Bitcoin value plunged in Friday trading sliding below $8,000 after Nigeria’s Central Bank Governor, Mr Godwin Emefiele, cautioned would-be investors in Nigeria to be wary of fraud and market manipulation in global cryptocurrreny markets.
“We cannot as a central bank give support to situations” where people risk savings to “gamble,” Emefiele said in a report by Per Second News last week.
Bitcoin fell to a two-month low of $7,540 at 7:48 a.m. Friday according to this newspaper’s findings in New-York.
Bitcoin’s all-time high was $19,783 on Dec. 17.
Bitcoin isn’t the only decentralized platform seeing huge losses over the last 24 hours.
Ethereum and ripple, the second- and third-largest virtual currencies, dipped 23 and 31 percent, respectively, in the past 24 hours
Because crypto currency values stem from how useful it is to the global economy, the more it’s limited or banned, the more likely it valuations sink.
In January 2017, the central bank released a circular to lenders asking them not to use, hold, or trade virtual currencies pending “substantive regulation and or decision by the CBN.
What is Bitcoin?
A pseudonymous software developer going by the name of Satoshi Nakamoto proposed bitcoin in 2008, as an electronic payment system based on mathematical proof.
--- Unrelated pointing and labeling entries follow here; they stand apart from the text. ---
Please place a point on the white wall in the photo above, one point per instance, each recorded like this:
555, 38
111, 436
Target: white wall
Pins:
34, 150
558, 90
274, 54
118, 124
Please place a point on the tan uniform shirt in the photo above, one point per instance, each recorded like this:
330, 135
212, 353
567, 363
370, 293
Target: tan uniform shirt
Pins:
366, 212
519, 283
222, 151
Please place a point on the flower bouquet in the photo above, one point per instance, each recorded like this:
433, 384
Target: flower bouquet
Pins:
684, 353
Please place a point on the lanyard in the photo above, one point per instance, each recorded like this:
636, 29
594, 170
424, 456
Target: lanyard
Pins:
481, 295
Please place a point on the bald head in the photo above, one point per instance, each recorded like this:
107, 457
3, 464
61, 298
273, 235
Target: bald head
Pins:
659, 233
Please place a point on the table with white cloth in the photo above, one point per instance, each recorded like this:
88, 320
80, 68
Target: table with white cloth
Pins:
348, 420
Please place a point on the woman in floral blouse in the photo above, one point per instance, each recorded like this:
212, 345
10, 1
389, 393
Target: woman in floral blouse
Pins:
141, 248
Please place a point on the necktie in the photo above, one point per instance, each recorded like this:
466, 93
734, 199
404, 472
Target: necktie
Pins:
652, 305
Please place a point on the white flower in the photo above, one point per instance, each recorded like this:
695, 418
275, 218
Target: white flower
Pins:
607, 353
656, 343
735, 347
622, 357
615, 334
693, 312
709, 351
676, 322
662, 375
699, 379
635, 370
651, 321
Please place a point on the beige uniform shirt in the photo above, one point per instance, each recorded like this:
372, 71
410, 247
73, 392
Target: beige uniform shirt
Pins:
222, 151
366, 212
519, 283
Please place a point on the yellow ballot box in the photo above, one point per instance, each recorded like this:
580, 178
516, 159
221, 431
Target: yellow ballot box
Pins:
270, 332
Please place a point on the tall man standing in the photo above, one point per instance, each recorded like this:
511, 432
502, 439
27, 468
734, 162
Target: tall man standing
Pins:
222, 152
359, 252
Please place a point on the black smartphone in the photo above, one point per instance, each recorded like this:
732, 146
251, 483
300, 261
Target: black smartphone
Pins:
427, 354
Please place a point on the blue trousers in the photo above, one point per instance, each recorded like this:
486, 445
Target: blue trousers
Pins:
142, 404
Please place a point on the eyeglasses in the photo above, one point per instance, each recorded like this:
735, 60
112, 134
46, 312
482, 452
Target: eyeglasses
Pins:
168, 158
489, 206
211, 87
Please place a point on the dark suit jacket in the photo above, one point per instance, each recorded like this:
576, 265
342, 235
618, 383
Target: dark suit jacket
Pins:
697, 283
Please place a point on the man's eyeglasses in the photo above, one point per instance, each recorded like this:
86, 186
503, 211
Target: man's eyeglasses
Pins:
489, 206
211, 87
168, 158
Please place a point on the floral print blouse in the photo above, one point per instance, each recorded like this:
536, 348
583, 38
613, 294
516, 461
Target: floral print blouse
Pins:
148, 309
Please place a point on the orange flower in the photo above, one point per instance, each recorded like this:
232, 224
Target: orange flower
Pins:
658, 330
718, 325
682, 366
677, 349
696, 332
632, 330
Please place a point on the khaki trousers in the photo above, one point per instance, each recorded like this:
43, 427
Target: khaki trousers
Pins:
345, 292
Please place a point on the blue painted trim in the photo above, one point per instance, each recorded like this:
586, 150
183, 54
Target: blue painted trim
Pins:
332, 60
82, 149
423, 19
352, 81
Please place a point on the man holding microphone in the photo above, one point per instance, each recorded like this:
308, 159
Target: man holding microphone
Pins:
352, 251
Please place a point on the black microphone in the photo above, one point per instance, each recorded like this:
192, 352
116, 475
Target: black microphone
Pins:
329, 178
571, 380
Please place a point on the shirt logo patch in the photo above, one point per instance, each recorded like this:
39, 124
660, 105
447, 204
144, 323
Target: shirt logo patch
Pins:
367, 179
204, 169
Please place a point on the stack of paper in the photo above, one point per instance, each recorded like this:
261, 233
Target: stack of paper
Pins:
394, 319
The idea was to produce a means of exchange, independent of any central authority, that could be transferred electronically in a secure, verifiable and immutable way.
To this day, no-one knows who Satoshi Nakamoto really is.
In what ways is it different from traditional currencies?
Bitcoin can be used to pay for things electronically, if both parties are willing. In that sense, it’s like conventional dollars, euros, or yen, which are also traded digitally.
Bitcoin rules state that only 21 million bitcoins can ever be created, though the coins can be split into smaller parts. That could make bitcoin, like gold, an attractive inflation hedge, backers say. There are 16.67 million bitcoin in circulation now.
On the other hand, the potential creation of new digital currencies creates “the possibility of limitless supply of different cryptocurrencies,” undermining the value of existing ones, UBS warned recently.